Leopardi. Ti dirò cosa che forse tu non sai. Io morii in Napoli quando c’era il colera ed il mio povero corpicino doveva essere gittato nella fossa comune dei colerici. L’ospite ed amico mio Antonio Ranieri andò correndo una giornata di qua e di là per trovare un posto dove allogarmi; e pregò tutti i preti della città, e nessuno mi volle dar luogo in chiesa, perché io ero morto senza benedizione, e dicevano che io ero eretico. Seppe che il Parroco di Fuorigrotta era un uomo a la mano, un pappone, e corse da lui ma lo trovò prete e duro. Qualcuno gli disse: tentate con un regalo: il Parrocchiano è ghiotto di pesci. L’amico mio non volle udire altro, corse a comperare una spasella di triglie e calamai, e la mandò al Parroco; e poi vi tornò egli e lo trovò arrendevole a patti. Dentro la chiesa no, ma fuori, accanto a la porta, nel vestibolo. E lì stanno le mie ossa, a la chiesetta di S. Vitale, fuori la grotta di Pozzuoli, e stanno benissimo sotto quella pietra, la quale è illuminata da la benedetta luce del sole, è rinfrescata dall’aria pura dei campi, ed è salutata dai contadini che passando innanzi la chiesa si levano il cappello anche al santo che sta chiuso in quel sepolcro. Una cosa vorrei per gratitudine, che invece de la civetta scolpita su la mia tomba vi si scolpisse un pesce.

Manzoni. Oh quanto è amaro questo racconto.

Leopardi. Amaro per te, ma dolce per me che bevvi aloè con fiele tutta la vita mia. Dunque tu vai cercando perché ti fanno tanti onori?

Manzoni. Sì.

Leopardi. Cerchiamolo insieme. Il tuo ingegno e le tue virtù private.

Manzoni. No: ingegno e virtù ne hanno avuto anche gli altri come ti dicevo.

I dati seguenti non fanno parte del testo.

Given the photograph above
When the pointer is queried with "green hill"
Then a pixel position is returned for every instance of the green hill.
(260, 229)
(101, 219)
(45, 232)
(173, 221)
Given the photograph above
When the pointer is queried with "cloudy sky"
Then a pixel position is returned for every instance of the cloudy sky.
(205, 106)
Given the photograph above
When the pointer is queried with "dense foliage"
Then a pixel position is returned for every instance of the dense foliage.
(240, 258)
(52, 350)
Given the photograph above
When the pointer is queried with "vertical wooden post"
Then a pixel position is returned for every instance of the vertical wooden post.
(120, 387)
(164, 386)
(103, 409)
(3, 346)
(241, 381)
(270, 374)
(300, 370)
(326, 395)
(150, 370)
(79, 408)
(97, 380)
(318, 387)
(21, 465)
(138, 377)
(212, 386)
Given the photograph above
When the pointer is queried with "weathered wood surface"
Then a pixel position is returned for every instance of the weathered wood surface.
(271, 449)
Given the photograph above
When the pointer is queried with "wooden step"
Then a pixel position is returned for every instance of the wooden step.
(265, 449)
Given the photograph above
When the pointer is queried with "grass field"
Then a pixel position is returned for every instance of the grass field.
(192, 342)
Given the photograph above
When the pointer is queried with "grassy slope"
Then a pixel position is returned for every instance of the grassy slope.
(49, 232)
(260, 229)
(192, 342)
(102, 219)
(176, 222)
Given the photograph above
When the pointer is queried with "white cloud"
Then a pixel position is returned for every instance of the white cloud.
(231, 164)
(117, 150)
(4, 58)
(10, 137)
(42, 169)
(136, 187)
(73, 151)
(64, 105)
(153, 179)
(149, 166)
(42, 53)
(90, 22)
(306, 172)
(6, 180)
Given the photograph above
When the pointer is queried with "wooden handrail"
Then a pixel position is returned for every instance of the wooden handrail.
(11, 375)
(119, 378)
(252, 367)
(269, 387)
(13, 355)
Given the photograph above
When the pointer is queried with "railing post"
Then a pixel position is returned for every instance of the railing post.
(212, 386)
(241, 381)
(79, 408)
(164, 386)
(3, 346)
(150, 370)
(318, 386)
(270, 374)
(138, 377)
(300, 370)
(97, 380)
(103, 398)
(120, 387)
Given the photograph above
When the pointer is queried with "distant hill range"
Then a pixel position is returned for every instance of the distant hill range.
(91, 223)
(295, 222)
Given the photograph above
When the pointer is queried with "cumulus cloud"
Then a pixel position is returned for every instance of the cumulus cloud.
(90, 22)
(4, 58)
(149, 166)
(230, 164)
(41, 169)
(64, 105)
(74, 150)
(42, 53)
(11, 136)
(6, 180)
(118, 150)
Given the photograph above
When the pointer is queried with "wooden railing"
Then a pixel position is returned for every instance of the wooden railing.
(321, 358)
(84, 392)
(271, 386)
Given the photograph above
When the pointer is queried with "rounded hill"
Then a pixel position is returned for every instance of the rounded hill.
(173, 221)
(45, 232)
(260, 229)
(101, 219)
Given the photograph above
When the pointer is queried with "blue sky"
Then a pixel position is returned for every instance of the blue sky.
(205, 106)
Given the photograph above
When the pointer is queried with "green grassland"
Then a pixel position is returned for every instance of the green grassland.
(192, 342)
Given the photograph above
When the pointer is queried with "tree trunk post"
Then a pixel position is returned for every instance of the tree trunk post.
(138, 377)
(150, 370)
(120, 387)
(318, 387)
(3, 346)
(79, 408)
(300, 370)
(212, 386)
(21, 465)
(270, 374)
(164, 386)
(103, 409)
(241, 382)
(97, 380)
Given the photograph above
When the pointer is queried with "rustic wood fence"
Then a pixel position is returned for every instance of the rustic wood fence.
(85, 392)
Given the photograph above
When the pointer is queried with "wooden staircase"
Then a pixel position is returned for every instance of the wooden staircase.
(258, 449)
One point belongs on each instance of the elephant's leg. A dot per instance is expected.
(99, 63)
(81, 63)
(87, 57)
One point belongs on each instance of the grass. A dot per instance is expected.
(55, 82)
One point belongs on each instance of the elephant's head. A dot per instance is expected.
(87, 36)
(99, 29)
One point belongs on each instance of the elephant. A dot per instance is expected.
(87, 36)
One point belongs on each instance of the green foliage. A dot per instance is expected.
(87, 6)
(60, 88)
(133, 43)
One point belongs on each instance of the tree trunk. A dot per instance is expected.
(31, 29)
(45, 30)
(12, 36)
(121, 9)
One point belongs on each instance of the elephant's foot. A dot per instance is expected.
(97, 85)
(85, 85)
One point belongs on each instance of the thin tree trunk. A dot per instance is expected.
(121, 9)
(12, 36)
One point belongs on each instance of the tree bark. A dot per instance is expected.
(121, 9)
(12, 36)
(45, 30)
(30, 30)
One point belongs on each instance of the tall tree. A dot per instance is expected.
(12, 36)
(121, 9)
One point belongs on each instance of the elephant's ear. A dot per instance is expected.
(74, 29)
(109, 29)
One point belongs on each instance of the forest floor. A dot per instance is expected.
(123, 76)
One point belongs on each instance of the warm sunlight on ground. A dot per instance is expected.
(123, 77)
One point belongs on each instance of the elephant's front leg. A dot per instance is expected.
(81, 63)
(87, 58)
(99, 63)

Leopardi. Non dire no; ma dì piuttosto non bastano. Non sono essi la cagione, ma una delle cagioni, e assai potente sugli uomini che pregiano l’ingegno e la virtù.

Manzoni. Ma cotesti sono pochi, e noi dobbiamo considerare la moltitudine.

Leopardi. Ebbene hai dovuto dire e fare cose che piacciono e giovano a la moltitudine.

Manzoni. Io non ho fatto nulla, io.

Leopardi. E forse il nulla piace, perché non offende nessuno.

Manzoni. Ma questa l’è una cagione negativa.

Leopardi. Dunque hai dovuto dire cose che sono nella coscienza comune, esprimere sentimenti che sono in tutti, perché tu sai che gli uomini lodano chi dice bene le cose che essi tutti sentono e non sanno dirle. E siccome la massima parte degli uomini vivono d’illusioni, le quali sono come il pane che li nutrisce dalla loro fanciullezza, così tu hai dovuto palpare quelle loro illusioni, farle belle con la poesia, illeggiadrirle; e così tutti si sono riconosciuti in te, ed hanno in te lodato sé stessi.

Manzoni. Ho detto quello che sentivo, e che si è trovato in armonia con la coscienza di molti.

Leopardi. E l’hai detto benissimo. Pare dunque che la cagione vera l’abbiamo trovata.

Manzoni. Non ne sono ancora persuaso.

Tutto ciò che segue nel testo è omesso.